The Rise and Fall of the Judeo-Christian Consensus
An America’s Founding and Future Lecture
James M. Patterson, Associate Professor of Politics, Ave Maria University
Catholics, Protestants, and Jews are not well known for getting along; throughout the twentieth century, however, Americans of all three faiths formed a religious consensus that rested on a shared set of values. Several clergy sought to lead this consensus, with the three most significant being Venerable Archbishop Fulton J. Sheen, Dr. Martin Luther King, Jr., and Rev. Jerry Falwell. Falwell proved to be the final leader as he transformed the beleaguered consensus into a partisan constituency, thus depriving "Judeo-Christianity" of a prophetic voice above and beyond politics.
A lecture on Professor Patterson's new book, Religion in the Public Square: Sheen, King, Falwell.
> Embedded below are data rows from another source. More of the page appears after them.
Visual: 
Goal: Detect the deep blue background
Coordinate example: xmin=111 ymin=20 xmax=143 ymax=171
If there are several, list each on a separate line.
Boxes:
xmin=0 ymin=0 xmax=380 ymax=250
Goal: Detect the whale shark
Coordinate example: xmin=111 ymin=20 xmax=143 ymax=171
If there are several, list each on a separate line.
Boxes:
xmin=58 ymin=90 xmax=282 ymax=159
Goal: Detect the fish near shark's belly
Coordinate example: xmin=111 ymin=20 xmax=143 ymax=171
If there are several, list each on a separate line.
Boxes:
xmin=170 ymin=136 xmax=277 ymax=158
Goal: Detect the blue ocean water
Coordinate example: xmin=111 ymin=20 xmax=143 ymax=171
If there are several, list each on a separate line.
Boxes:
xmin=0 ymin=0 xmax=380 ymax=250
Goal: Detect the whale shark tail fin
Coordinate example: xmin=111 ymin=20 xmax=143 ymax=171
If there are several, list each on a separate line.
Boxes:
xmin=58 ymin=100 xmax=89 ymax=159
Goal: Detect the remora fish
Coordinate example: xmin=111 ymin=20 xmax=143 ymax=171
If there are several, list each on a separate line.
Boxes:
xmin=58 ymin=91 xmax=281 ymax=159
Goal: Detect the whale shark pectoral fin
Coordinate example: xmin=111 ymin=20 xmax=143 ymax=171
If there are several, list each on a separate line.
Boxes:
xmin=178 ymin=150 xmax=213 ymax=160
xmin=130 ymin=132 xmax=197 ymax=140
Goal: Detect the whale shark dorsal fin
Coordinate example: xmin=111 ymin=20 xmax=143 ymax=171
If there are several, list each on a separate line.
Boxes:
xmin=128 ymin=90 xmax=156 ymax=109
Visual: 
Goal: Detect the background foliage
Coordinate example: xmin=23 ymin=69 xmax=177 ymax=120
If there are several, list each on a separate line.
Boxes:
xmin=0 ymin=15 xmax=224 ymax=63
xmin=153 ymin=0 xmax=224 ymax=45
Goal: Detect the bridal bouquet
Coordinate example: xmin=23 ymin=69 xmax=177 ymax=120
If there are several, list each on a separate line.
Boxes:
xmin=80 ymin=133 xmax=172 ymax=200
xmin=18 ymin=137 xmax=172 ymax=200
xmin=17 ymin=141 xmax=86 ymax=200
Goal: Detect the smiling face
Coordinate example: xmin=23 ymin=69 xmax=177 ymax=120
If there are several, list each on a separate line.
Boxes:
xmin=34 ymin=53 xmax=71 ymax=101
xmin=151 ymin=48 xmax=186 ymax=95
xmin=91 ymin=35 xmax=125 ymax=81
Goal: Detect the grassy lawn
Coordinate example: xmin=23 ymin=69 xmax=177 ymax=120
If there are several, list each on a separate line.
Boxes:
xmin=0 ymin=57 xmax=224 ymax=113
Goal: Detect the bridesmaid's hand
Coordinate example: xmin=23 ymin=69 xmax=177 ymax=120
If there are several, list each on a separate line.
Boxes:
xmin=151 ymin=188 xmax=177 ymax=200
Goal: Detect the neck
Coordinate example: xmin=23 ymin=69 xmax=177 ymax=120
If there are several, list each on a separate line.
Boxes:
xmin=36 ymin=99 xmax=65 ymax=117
James M. Patterson is associate professor of politics at Ave Maria University. His areas of research include race, religion, and American political development. He has held research positions at Duke University and Princeton University, as well as teaching positions at Hampden-Sydney College and Gettysburg College. Professor Patterson is the author of the newly-released Religion in the Public Square: Sheen, King, and Falwell (University of Pennsylvania Press). He has published academic work on Dr. Martin Luther King, Jr., Venerable Fulton J. Sheen, and biblical narratives in American political rhetoric, and he has published more popular essays and book reviews for Modern Age, Society, Library of Law and Liberty, and Public Discourse. Professor Patterson received his B.A. in Political Science and Media Studies at the University of Houston in 2002 and his Ph.D. in American Politics from the University of Virginia in 2012. He lives in Ave Maria, Florida, with his wife Julia and their three children, Esme, Keats, and Stella.